URL Shortener

This is an example URL shortener written in elixir.

Tech Stack

  • Elixir 1.11.2
  • Erlang 23
  • Postgres 13
  • Tailwind CSS

Running locally

I'm using docker and Make for development:

# Set up environment
make setup

# Run server locally on port 4000
make server

# Run tests
make test

Once you're running the server locally you can navigate to http://localhost:4000 in your browser to view the running site.

Design Notes

This is a basic elixir application. I'm not using any of the advanced features of the runtime since this is supposed to be a quick example application. The idea is to accept a URL, hash the URL using a deterministic hashing scheme, and then use the hash as the short code for lookups. We store the short code plus the original url in Postgres.

The hashing scheme is straightforward. I opted to use a deterministic scheme because it means that each node in the cluster will arrive at the same short code without coordination. This makes caching operations much easier in the future.

The hashing scheme algorithm is straightforward. We generate the sha256 of the original url. This provides us a hex value. We then convert that hex value into an integer. Once we have the integer we can pack that as a binary and base64 encode the binary (stripping off the trailing ==). This gives us a short set of characters to use as a key.

Postgres is an interesting choice as a primary datastore. Its not the highest performance option for these operations, at least compared to something like Redis. But the benefit over something like Redis is additional durability. In a vacuum, I prefer a boring and reliable solution. Postgres checks both of those boxes. A slightly more optimized solution would be to cache urls in a fast datastore such as Redis with a limited TTL. The TTL and general caching scheme would need to be determined by access patterns (how soon do users access short links after they are created, how long does a short link tend to live, etc.).

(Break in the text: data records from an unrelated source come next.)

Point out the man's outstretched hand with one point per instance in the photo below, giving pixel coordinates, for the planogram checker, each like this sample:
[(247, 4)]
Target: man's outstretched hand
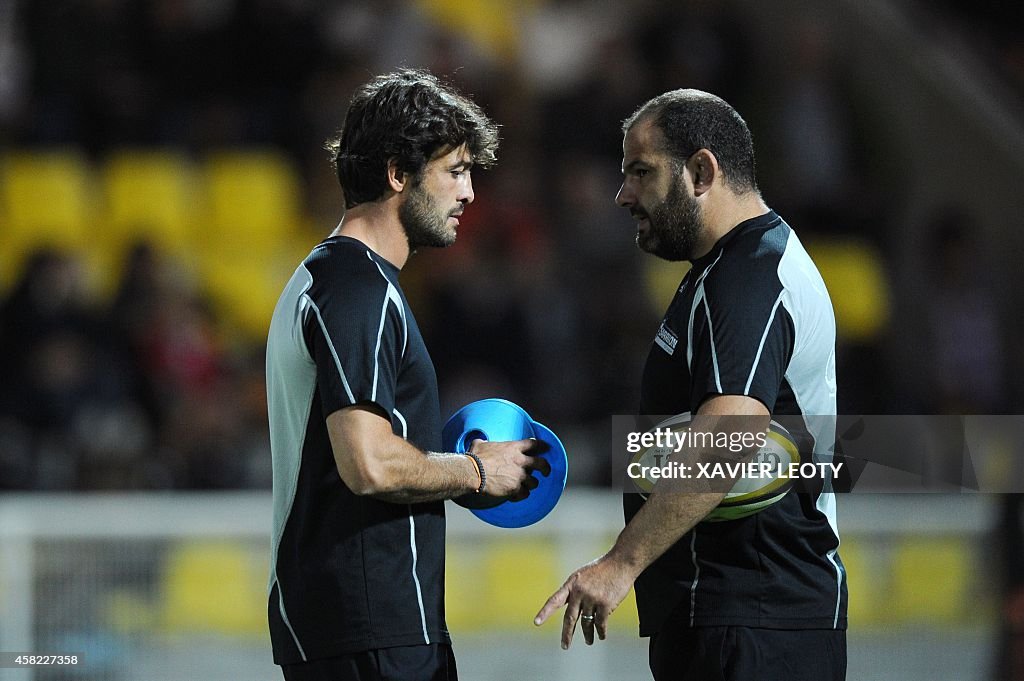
[(590, 595)]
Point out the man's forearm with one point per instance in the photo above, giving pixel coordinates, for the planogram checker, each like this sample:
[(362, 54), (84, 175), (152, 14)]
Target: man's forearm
[(434, 477), (663, 521)]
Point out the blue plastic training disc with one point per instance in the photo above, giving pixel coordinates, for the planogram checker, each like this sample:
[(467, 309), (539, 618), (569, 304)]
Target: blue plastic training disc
[(498, 420)]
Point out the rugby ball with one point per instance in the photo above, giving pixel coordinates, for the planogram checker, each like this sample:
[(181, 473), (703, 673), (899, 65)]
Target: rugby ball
[(750, 494)]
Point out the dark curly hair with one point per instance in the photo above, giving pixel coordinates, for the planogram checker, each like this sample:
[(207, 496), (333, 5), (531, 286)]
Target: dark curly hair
[(407, 116), (691, 120)]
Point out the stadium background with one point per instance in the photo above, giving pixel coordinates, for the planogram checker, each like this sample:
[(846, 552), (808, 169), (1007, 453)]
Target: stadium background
[(162, 173)]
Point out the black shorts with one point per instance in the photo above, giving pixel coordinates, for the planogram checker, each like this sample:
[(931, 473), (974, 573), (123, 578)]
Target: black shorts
[(411, 663), (745, 653)]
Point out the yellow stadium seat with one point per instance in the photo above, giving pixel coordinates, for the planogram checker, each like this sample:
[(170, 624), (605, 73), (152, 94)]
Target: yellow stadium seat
[(253, 203), (214, 587), (513, 577), (46, 201), (244, 291), (857, 285), (932, 576), (150, 195)]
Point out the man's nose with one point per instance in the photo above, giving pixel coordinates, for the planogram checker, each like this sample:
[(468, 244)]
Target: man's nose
[(466, 196), (625, 198)]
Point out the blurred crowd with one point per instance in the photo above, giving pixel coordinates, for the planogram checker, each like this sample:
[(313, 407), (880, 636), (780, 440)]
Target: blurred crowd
[(545, 300)]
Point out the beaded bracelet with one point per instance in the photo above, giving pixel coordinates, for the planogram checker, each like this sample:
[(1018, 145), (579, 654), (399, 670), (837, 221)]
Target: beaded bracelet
[(479, 470)]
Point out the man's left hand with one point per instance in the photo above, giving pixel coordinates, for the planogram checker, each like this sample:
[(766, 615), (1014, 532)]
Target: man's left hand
[(590, 595)]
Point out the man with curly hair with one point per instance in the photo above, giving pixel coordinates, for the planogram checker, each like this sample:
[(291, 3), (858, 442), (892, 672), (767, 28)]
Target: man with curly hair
[(356, 583)]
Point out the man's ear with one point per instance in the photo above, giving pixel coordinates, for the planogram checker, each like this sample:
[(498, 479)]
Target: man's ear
[(395, 177), (704, 168)]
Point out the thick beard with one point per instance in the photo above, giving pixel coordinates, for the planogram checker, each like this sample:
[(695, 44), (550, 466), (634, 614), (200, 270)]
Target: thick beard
[(425, 224), (674, 226)]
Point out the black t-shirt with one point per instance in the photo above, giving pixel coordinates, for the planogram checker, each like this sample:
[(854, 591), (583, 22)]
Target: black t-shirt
[(348, 572), (751, 317)]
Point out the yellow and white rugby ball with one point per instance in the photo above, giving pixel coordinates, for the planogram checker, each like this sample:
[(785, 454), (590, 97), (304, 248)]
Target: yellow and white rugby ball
[(750, 494)]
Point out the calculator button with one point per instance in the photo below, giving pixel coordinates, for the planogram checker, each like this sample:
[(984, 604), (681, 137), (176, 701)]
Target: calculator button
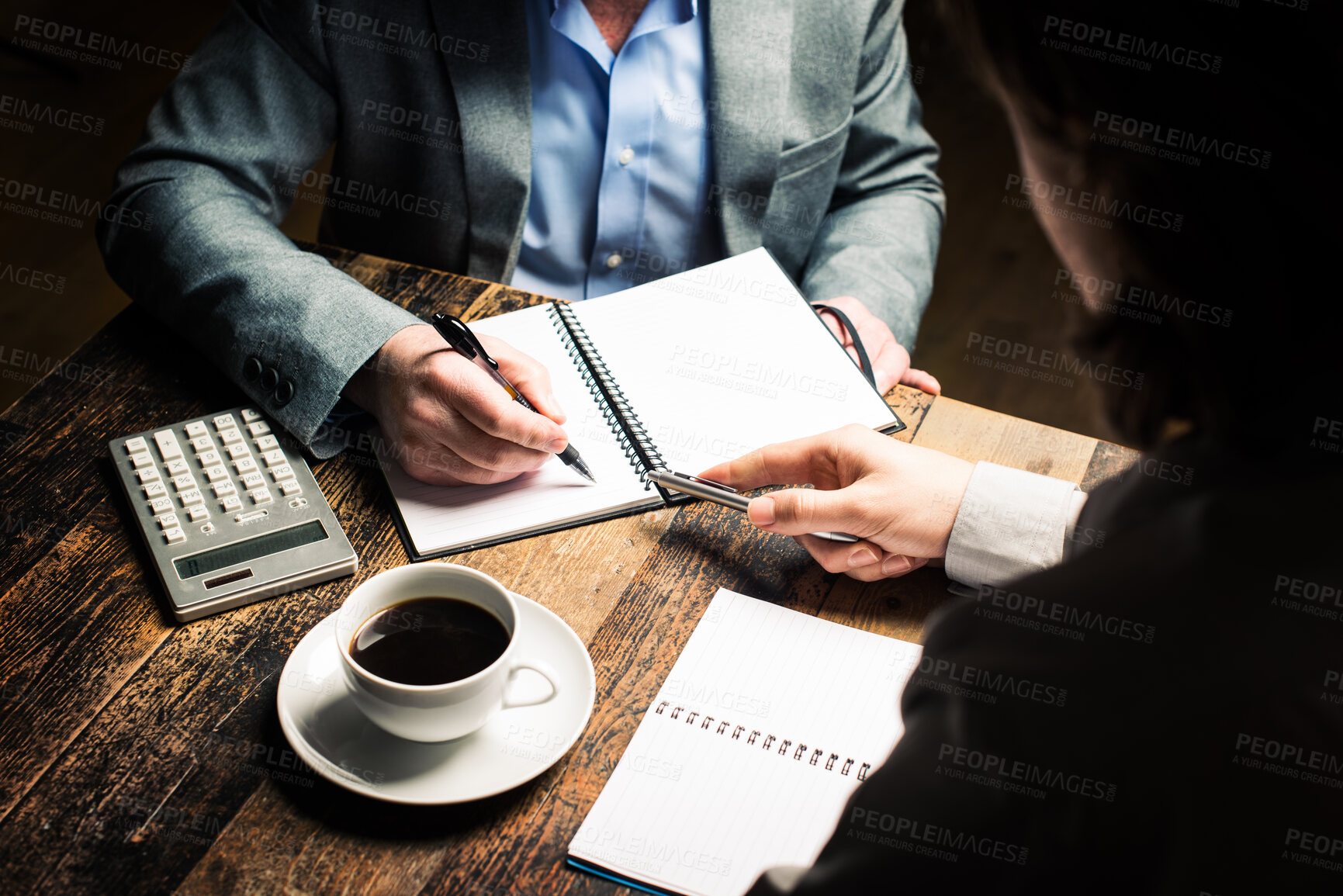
[(168, 448)]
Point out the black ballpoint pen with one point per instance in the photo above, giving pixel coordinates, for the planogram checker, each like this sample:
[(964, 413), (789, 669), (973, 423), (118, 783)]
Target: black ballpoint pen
[(464, 343)]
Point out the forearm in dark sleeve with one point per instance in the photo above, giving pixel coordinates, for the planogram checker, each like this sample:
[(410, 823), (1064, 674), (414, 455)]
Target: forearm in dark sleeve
[(880, 244), (198, 244)]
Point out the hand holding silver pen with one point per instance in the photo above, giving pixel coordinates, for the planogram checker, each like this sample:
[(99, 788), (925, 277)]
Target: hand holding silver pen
[(465, 343)]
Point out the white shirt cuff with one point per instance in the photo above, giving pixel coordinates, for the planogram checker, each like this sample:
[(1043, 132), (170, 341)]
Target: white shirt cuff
[(1010, 523)]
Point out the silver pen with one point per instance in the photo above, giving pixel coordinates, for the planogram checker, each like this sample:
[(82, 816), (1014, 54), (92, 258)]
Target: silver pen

If we wanted to further optimize for performance than utilize in-memory caching with ETS tables. These tables could be populated by distributing links across the cluster. The exact distribution scheme would again depend on access patterns. There are several options that I've used in the past. If the total number of short links was relatively low it might be possible to fully replicate all links across the cluster, allowing each node to perform a lookup without needing to make any trips across the network. If the number of links was larger than available memory, we could distribute the links across the cluster using consistent hashing. These solutions are complex and would need to be driven by data and more refined requirements.